Musicians and Vocalists

- Michael McDonald – lead vocals, synthesizers (2, 4, 8, 10), organ (3, 7, 9), acoustic piano (4, 5, 11, 12), clavinet (5), backing vocals (11)
- Tommy Sims – keyboards (1, 6, 8), bass (1–3, 6–8, 10), duet vocals (1), clavinet (2), rhythm guitar (2), guitars (6, 7), drum programming (6), synthesizers (7), acoustic piano (8, 10), percussion (8)
- Marc Harris – organ (1, 4–7, 12), clavinet (5)
- Billy Livsey – organ (2, 10)
- Johnny Neel – Hammond B3 organ (3)
- Tim Akers – organ (4)
- David Pack – additional keyboards (11), guitars (11)

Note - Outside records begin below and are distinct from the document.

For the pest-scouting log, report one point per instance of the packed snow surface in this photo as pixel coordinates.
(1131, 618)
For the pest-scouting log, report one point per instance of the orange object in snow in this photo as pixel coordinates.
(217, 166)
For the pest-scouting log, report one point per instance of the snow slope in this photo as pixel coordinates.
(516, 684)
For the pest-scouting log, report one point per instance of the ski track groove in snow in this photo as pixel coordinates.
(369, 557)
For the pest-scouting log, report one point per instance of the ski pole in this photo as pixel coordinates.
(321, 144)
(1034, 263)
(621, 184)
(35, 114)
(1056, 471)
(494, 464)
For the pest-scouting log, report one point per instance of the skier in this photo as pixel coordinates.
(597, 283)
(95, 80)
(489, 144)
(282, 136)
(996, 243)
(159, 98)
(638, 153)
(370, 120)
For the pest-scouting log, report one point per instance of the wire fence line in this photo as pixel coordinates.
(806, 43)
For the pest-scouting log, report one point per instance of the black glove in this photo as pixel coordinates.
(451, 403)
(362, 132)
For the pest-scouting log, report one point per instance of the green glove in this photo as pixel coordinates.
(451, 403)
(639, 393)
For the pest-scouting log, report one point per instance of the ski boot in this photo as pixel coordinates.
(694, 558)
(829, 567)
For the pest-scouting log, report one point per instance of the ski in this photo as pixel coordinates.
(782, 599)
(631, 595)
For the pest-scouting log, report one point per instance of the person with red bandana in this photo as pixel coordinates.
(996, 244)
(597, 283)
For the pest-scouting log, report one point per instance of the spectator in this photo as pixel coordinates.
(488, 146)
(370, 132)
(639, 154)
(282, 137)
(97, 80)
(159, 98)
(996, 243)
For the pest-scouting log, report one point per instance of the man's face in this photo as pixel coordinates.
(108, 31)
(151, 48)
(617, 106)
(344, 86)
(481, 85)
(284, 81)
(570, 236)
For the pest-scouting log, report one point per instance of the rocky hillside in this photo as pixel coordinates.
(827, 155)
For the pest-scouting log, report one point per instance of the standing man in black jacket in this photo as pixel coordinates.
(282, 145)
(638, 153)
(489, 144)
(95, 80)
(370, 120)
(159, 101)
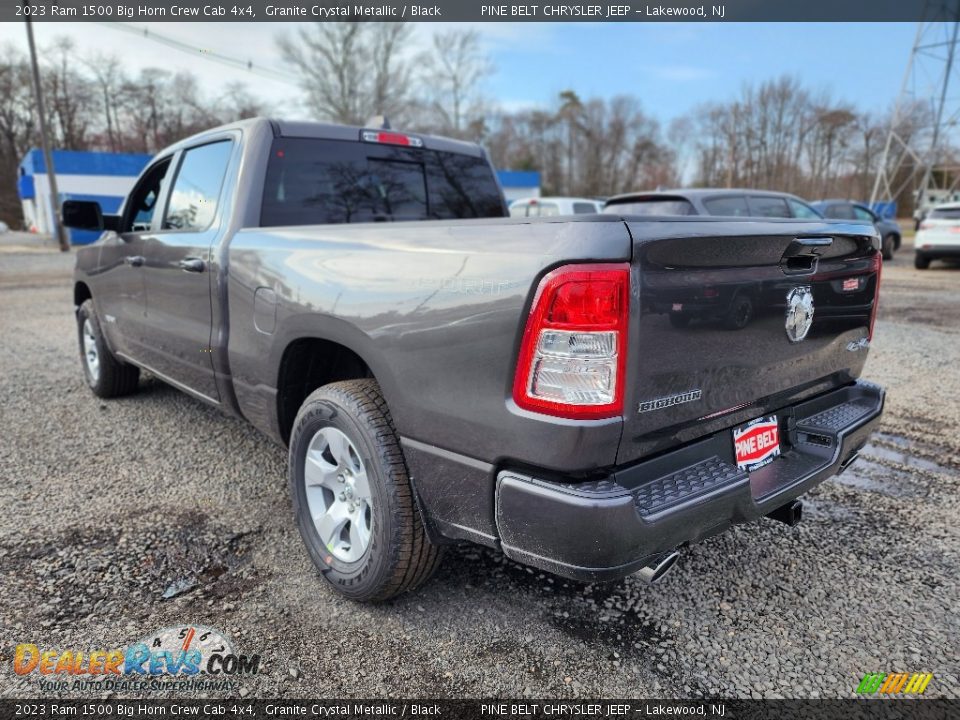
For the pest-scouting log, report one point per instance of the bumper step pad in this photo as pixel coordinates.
(839, 417)
(684, 485)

- Joe Houge – programming (11), organ (11), sampling (11)
- Chris Rodriguez – guitars (1, 11), acoustic guitar (12)
- Bernie Chiaravalle – rhythm guitar (2), guitar solo (2), guitars (3–5, 10), cymbals (4)
- George Cocchini – acoustic guitar (3), guitars (8)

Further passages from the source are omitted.